PROVIDED This semester, Aggies will travel to five different site across the country to help areas in need over Spring Break.

College students often flock to beaches or go home to relax throughout spring break, but one group takes a different route that centers on selfless service.
Alternative Spring Break is a volunteer organization that serves Bryan-College Station and other communities through various spring break trips. Students have spent months preparing to go across the United States to volunteer in different communities on projects ranging from wildlife conservation to animal rescue.
Careful planning goes behind each trip. Blake Sokora, biological and agricultural engineering sophomore and a site leader trainer, said the process of training the leaders of these trips can be lengthy.
“You’re going to a faraway place so you need maps, a basic plan for what you’re going to be doing during the week and food plans for 13 people over the course of a week,” Sokora said. “My job is just to kind of guide them through that and give them pointers.”
This semester the organization will volunteer at five different locations spread across the United States, from Memphis, Tenn. to Carlsbad, New Mexico. Each trip is dedicated to a different issue, ranging from caring for injured animals to helping underprivileged families through volunteer opportunities at a food bank. Although each trip has a different mission, Sokora said they all share a common thread in selfless service.

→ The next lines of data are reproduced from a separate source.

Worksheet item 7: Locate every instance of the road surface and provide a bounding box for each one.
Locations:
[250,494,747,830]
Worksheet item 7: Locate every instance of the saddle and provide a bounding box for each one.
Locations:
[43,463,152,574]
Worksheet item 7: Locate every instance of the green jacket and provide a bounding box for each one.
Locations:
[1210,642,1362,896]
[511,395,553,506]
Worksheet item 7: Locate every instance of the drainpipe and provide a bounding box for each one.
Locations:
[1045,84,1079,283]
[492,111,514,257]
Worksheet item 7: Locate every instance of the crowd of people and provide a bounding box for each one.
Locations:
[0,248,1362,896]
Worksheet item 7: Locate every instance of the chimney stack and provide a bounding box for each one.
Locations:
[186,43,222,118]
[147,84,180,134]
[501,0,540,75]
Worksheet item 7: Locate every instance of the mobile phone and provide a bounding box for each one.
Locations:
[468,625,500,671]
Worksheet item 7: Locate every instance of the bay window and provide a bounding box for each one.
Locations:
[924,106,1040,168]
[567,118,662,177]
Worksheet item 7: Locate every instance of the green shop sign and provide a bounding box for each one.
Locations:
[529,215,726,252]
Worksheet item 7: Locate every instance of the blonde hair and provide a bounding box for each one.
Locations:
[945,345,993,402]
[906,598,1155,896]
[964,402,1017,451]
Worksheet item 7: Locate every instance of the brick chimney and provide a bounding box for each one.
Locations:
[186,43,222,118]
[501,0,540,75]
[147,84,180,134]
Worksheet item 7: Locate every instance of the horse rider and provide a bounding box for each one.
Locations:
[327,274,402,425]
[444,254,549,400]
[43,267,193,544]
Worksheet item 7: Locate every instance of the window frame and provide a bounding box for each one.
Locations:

“One of them is going to a camp for kids with special needs,” Sokara said. “They’ll be helping the volunteers there and running activities for the kids and they will even be making one of their own [activities].”
The trips are confined to spring break, but site leaders prepare well before the break. Martha Todd, environmental geoscience sophomore, participated in Alternative Spring Break last year. This year will be her first time serving as a leader for a trip to the Guadalupe Mountains to learn about environmental conservation.
“You have to budget for food, you have to contact the administration at the park to let them know you’re coming, make sure that you have a place to stay,” Todd said.
Coleman Ubl, animal science freshman, is a site leader for an animal rescue trip to New Orleans. This is his first volunteer trip with the organization, and he said he is confident that it will be a fulfilling experience.
“I’m expecting it to be rewarding — I’m expecting to grow leadership skills,” Ubl said.